Les labels rs tdi a toujours été usurpé chez skoda, pas eu d'évolution en 10 ans en terme de puissance et performance. L'octavia n'est pas comparable a une 308 ni golf ou leon, l'octavia est une berline donc le segment au dessus et donc mériterait bien plus de puissance sur ses labels sportifs. J'ai eu une seat ibiza cupra tdi 160 qui méritait bien plus son label, quand on voit d'ailleurs les puissances en tdi sur la nouvelle gamme ibiza, cela fait pitié. Pour la rs tdi, il faudrait impérativement mettre le 2 litre biturbo 240 ch diesel minimum pour mériter un label rs.
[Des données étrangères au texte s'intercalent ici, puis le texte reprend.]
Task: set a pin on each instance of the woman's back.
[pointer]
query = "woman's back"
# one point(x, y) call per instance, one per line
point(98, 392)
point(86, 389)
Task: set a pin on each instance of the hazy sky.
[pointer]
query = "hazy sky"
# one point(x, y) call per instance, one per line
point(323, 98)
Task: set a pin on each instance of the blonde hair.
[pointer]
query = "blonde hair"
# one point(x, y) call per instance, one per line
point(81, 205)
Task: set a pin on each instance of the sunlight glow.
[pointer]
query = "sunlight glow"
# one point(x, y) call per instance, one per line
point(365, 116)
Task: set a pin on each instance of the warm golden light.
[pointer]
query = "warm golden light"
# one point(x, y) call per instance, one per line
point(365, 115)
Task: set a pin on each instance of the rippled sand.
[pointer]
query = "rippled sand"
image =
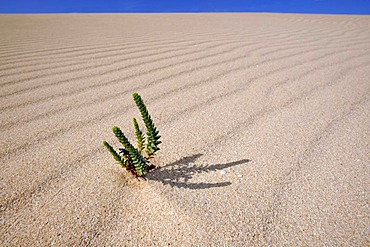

Même en essence d'ailleurs le label rs est usurpé avec 230 et futur 245 ch. Seat l'a compris sur sa gamme cupra en essence. La puissance des moteurs bitdi 240 ch sont réservés a des modèles trop gros et lourd chez vag, c'est dommage. La golf et leon et faisaient 170 ch en 2006-2007 et aujourd'hui 184 ch en 2017, la loose totale. Même si je sais que les nouvelles directions prises par vag sont les voitures électriques mais on ne va craquer sur une golf électrique a 200 km(300 km nedc) d'autonomie et autres skoda du même style. Donc skoda devrait refaire sa gamme en octavia.

J'ai testé de nombreux kilomètres l'octavia tdi 110 ch, c'était pas mal mais trop grande gabarit par rapport a une golf et leon et 308.